3. I love to be on my own. I am in many ways a loner at heart. Travelling, going on vacation and just being out and about exploring on my own is perhaps one of the things I cherish most of all. I never find it awkward and though it is fun to share experiences with others, I also value the opportunity of doing it alone.

4. I am allergic to potatoes. Which is very weird and a big problem when you’re a Dane. Potatoes are a HUGE part of the normal diet here, and everyone likes and eats them, so it can be really awkward when invited over to dinner somewhere new and they didn’t realise that I won’t be able to eat half the food they’re serving…

5. I sea-kayak for fun in the summer, and love being on and by the water… but I absolutely hate being in it. I don’t really like swimming and I never swim in the sea.

6. I love a man who lives in the States. Which is a really long way away…

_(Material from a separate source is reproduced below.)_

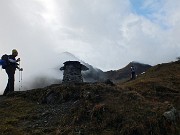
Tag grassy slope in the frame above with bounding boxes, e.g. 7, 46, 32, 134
0, 62, 180, 135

7. I didn’t get my driver’s license until I was in my late 20’ies. You can get a license here when you turn 18 but I never really felt like I wanted it until then.

8. Years ago I stuck my toe in Lake Huron in Ontario Canada in March just to test if the water was really cold. I guess the fact that we had to break through the ice by the shore to actually GET TO the water should have been a clue…

9. Butterflies make me think of my brother. He committed suicide in November 2004 and at his funeral there was a butterfly in the church. Usually, they never make it past late September here… but that one apparently did. So, now I can’t see a butterfly without thinking of him. And sometimes, it doesn’t even hurt all that much…

10. Writing lists like this makes me feel vulnerable – like I want to go back an edit stuff. But I am glad that I did write it, and I promise not to start erasing and editing … for now 😉

Thanks, Renee – for the tag and opportunity to do this. And keep up the good work on your blog!!